Lang was one of the founders of the Woodstock brand, having been a co-promoter of the iconic 1969 festival also held in upstate New York. Though the mud-swamped site of that under-organized event was declared a state of emergency by local authorities, historically the inaugural Woodstock enjoys a groovy reputation. The second Woodstock, in 1994, is mostly remembered for its mud-throwing crowd members.
For 1999, organizers chose a decommissioned airbase as the site. The miles of asphalt would produce no mud, but neither would it offer any shade. Oppressive heat and a lack of clean water resulted in a dirty, dehydrated and exhausted audience. Vendors charged US$4 for a bottle of water; price gouging became a bone of contention for concertgoers.
Lang and Scher were both interviewed for Trainwreck. The former appears to be somewhat feeble-minded – he died shortly after the filming – while the latter comes off as unapologetically profit-motivated at best, callous at worst. Asked about the multiple charges of rape arising from the festival, Scher mentions that some women were walking around topless.
The music was heavy on male nu-metal acts (including Korn, Rage Against the Machine and Limp Bizkit) that attracted chest-pounding rubes and belligerent frat bros. Sheryl Crow, one of the few female artists on the bill, was subjected to catcalls. But that conduct was merely boorish compared with the testosterone-fuelled fire-setting and destruction that would follow.
In an attempt to explain the crowd’s unhinged behaviour, Scher says the “lunatic fringe” were entitled, angst-ridden and “fearful of growing up.” This is beyond rude behaviour at a festival – it is representative of the era’s cultural decay.
Lee Rosenblatt, a young assistant site manager blames the riot on the greed of promoters, whose bottom-line focus led to shortcuts and contributed to the crowd’s frustration. “The user experience was never a consideration,” he says.
Whatever the causes, a burn-it-down mentality was pervasive. With fires raging on the grounds during the horrific final night, Rome’s mayor asked Red Hot Chili Peppers singer Anthony Kiedis to help calm the crowd. Kiedis declined; the Peppers went ahead and played Jimi Hendrix’s Fire to close the festival.
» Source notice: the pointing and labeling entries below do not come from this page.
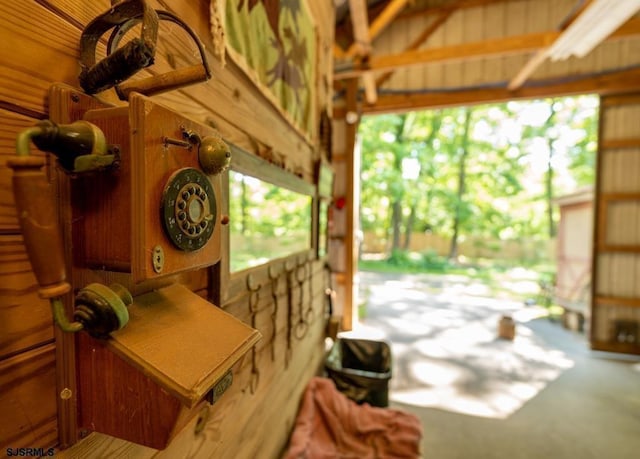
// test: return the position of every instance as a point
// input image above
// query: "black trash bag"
(361, 369)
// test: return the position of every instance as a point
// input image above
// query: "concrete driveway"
(544, 394)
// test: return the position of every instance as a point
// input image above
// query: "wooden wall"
(482, 23)
(40, 47)
(615, 321)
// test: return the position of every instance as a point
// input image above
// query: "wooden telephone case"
(147, 381)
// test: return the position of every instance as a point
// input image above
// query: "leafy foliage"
(421, 169)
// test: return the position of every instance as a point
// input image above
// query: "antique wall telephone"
(144, 188)
(160, 169)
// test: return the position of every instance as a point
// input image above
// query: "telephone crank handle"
(164, 82)
(37, 216)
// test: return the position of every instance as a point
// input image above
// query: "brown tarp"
(329, 425)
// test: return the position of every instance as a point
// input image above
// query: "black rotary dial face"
(188, 209)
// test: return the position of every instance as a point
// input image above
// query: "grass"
(527, 281)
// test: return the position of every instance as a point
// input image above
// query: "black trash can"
(361, 369)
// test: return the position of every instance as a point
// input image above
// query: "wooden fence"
(469, 247)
On camera, Lang seems either unwilling or unable to grasp the gravity of the discussion at hand. Though there are many adjectives that could be used to describe him, one of them needs to be incompetent. There are better ways to run music festivals than the way he did.
After 1999′s debacle, Lang unsuccessfully attempted to hold a 50th-anniversary Woodstock in 2019. He hadn’t realized what this film makes abundantly clear: Woodstock died in 1999.
All things Woodstock
The Woodstock story is easily the most documented festival franchise. The following films, books and audio recordings are invaluable to understanding the festival’s rise and fall.
Woodstock 99: Peace, Love, and Rage. The 2021 HBO documentary from director Garret Price addresses the ill-fated 1999 Woodstock with unflinching cynicism.
Woodstock 94. Featuring one performance each from 27 artists (including Green Day, Bob Dylan and Peter Gabriel), the two-CD set serves as a sampler of the middle Woodstock.
The Road to Woodstock. Michael Lang, co-founder of the 1969 Woodstock Music and Art Fair, gives his account of the generation-defining event. The book was published in 2019.
Woodstock. The Oscar-winning 1970 documentary from Michael Wadleigh is considered an essential portrait of 1960s American counterculture. The anniversary director’s-cut Woodstock: 3 Days of Peace & Music was released on Blu-ray in 2014.
Taking Woodstock: A True Story of a Riot, a Concert, and a Life. Woodstock resident Elliot Tiber’s memoir was the basis for Ang Lee’s 2009 comedic drama Taking Woodstock.